Over the last year, as the Taliban have edged
closer to seizing control of the state, the country's rulers have been indulging
in irrelevant power plays. First it was about the reinstatement of the chief
justice; then it was the Punjab government being sacked; and now the government
and the opposition are squabbling over the implementation of the Charter of
Democracy. Meanwhile, Gen Kayani is travelling the globe instead of seeing
to the country's defence.
And as the economy falters and stalls, the
rest of the world is being asked to rescue us yet again. We are telling the
Americans that we will not accept any strings to their assistance, while the
Friends of Pakistan are being told that the country will collapse without
a bailout. In some ways, we are holding a begging bowl in one hand, and a
raised middle finger in the other. If we had a third hand, it would be holding
a gun to our head. In fact, this is now our preferred negotiation mode.

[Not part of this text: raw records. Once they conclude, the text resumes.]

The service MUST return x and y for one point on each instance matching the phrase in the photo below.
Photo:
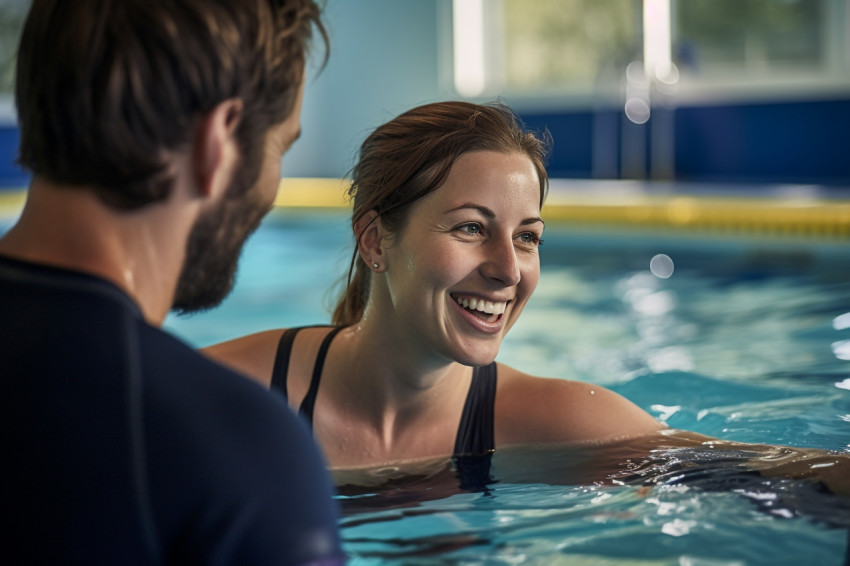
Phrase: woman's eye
(470, 229)
(530, 238)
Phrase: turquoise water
(747, 340)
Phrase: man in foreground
(154, 130)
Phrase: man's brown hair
(107, 89)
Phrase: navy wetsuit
(122, 445)
(474, 442)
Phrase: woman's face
(464, 266)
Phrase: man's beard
(215, 244)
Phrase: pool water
(747, 340)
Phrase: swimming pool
(747, 340)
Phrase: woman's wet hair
(124, 82)
(411, 156)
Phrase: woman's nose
(501, 262)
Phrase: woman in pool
(446, 218)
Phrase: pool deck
(808, 211)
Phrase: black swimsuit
(475, 434)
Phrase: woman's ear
(370, 233)
(215, 153)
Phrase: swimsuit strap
(281, 361)
(309, 401)
(475, 433)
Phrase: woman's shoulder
(532, 409)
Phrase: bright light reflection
(657, 58)
(841, 321)
(661, 266)
(841, 349)
(469, 46)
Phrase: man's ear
(215, 153)
(370, 234)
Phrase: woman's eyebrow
(488, 213)
(482, 209)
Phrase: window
(582, 48)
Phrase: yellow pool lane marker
(771, 216)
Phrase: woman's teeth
(486, 307)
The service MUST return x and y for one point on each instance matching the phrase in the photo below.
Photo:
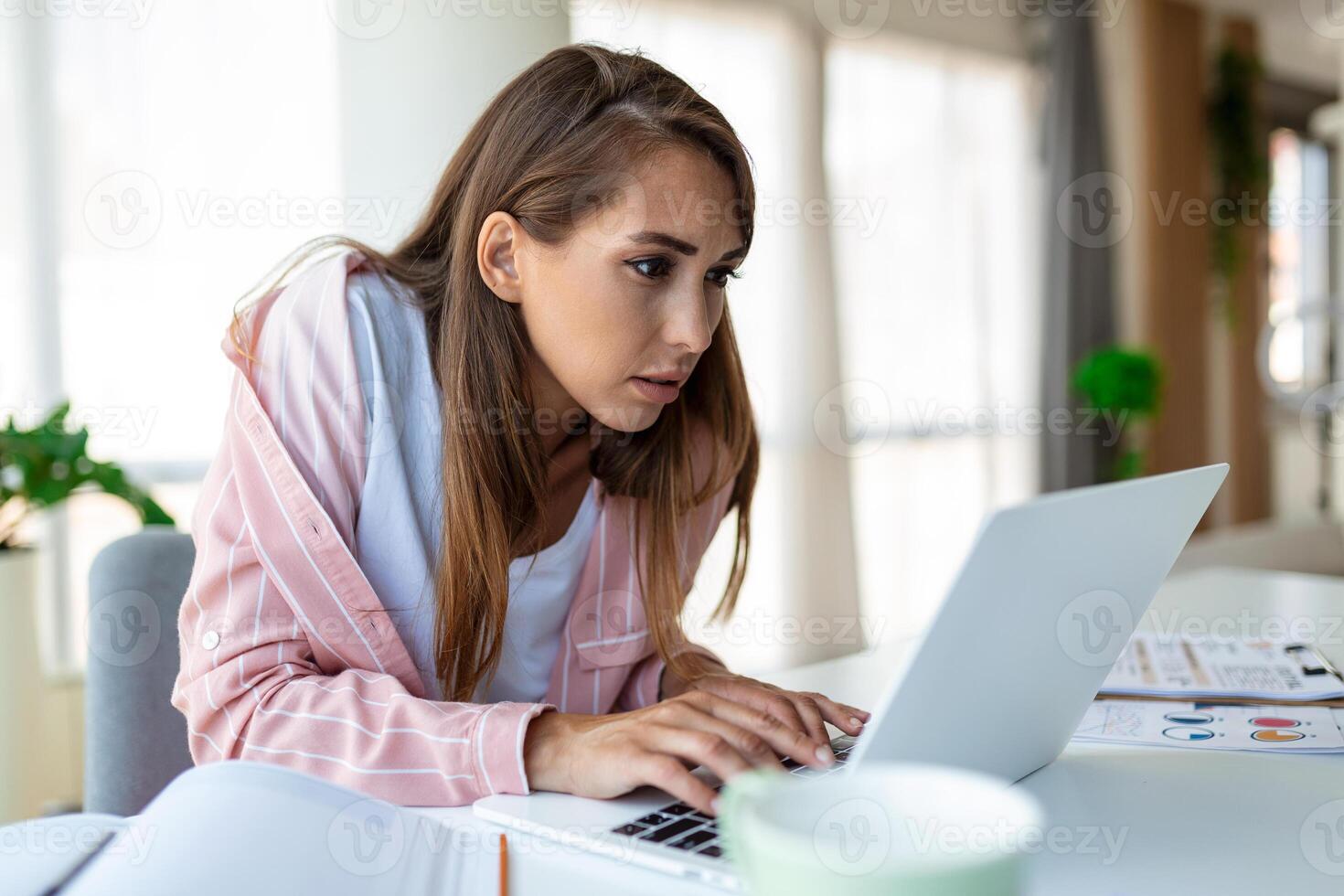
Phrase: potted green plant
(39, 468)
(42, 466)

It would help a lot if the government had
a coherent plan to combat the militant menace. In fact, Pakistanis as well
as the international community would welcome some sign that somebody in the
government is doing some serious thinking. So far, we have been fed with clichés
and idiotic waffle. Perhaps this absence of any sensible policy is even scarier
than the continuing inaction. It seems the government is sleepwalking its
way to disaster, with our leaders more interested in scoring political points
than doing their duty, and fighting the Taliban threat.
We have been told that somehow, the government
will separate the 'moderate' Taliban from the really bad guys and talk to
the former, while using force against the latter. I wonder if the abandoned
and terrorised people of Swat can tell the difference.